The technology-laden cane looks more like something one might find in their golf bag than a traditional cane. The aforementioned suite of technology, including WiFi and GPS is packed into a non-traditional looking cane and allows the cane to not only direct its user but also to transmit vital information to the computer with which it is synced.
Additional features of the cane include the ability to monitor vital signs like the user´s heart rate and body temperature. If there are any fluctuations outside of the norm for either of these values, the cane can communicate with the elders loved ones via e-mail notifying them of potentially problematic situations. If the situation is too far outside the norm, the cane can even call for help, summoning emergency services to the user´s location.
While the cane displayed last week was only a prototype, there was no functionality allowing for the request for directions from one point to the other, like a typical GPS unit. Instead, the user or the user´s loved ones can program specific routes for the cane to follow.
The bulbous head of the cane contains an LED display that utilizes lights and vibration to notify the user of the correct path to take.
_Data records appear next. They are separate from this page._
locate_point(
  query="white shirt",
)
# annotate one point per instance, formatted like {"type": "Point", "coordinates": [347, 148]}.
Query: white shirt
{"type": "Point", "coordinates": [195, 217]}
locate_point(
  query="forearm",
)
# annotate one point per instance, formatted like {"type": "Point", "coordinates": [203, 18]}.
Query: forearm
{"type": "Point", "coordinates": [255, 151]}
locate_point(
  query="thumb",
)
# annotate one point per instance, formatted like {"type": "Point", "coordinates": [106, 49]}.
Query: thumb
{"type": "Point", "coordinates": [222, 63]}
If one diverges from the pre-set path, the cane will vibrate in the hand and a large green arrow will appear on the display indicating the correct direction to proceed.
Additionally, a caregiver, monitoring the cane´s activity from a host computer, can ascertain the location of the cane at any time. This feature will make it easier to find your loved one if they wander off. Other important information, like the user´s heart rate, is measured with a thumb pad contained in the handle of the cane. The feature rich functionality combined with an amazingly easy interface makes this product perfect for the generation that technology left behind.
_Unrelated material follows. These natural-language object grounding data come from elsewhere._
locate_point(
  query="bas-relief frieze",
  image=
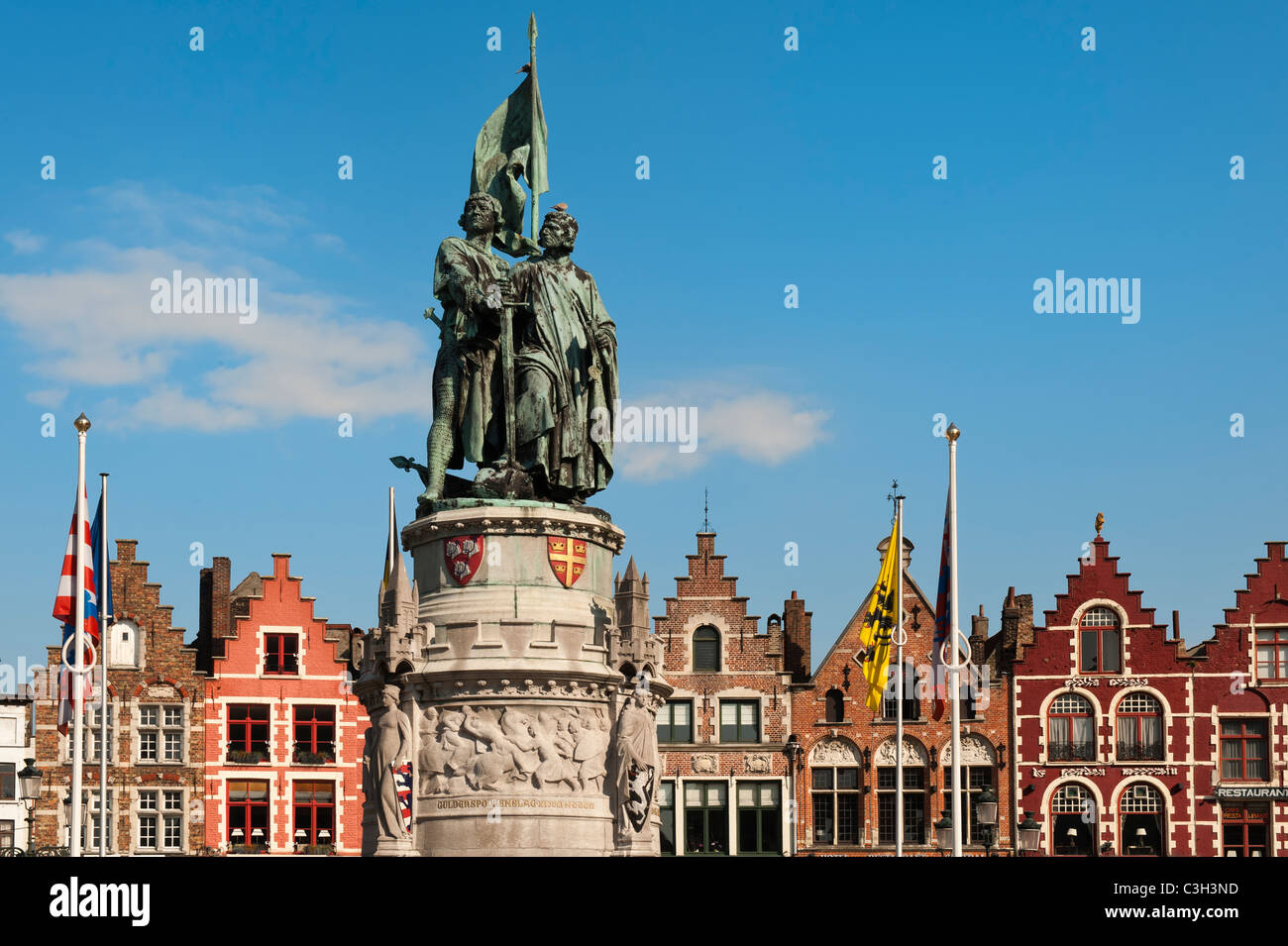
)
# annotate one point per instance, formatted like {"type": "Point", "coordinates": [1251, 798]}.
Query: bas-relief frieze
{"type": "Point", "coordinates": [557, 749]}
And if one elder-centric device weren´t enough, Fujitsu also flexed some geriatric market muscle when they unveiled their new smartphone designed for, as they put it, the ℠mature customer.´ This new phone, which they call the Stylistic, runs on a modified version of Google´s already easy to use Android operating system.
According to Fujitsu, the phone was designed for a user that is not familiar with mobile technology. One specific feature even allows the phone to alter the frequency of the phone´s audio to make calls easier for the elderly to hear.
Unlike the Next Generation Cane, the Stylistic has a launch date set for June of this year. The initial market will focus on Europe, with sales beginning first in France. If Fujitsu experiences the sales numbers they expect, a wider release of the Stylistic will no doubt occur in a short amount of time.
Whether you are shopping for grandma and grandpa, or you have parents who are themselves advancing in age, you can now rest assured the technological age hasn´t progressed without offering them some sort of consideration. As our baby boomer generation enters their elder years, you can be certain products like the Next Generation Cane and the Stylistic will have been pioneers in the field of elder-focused technologies.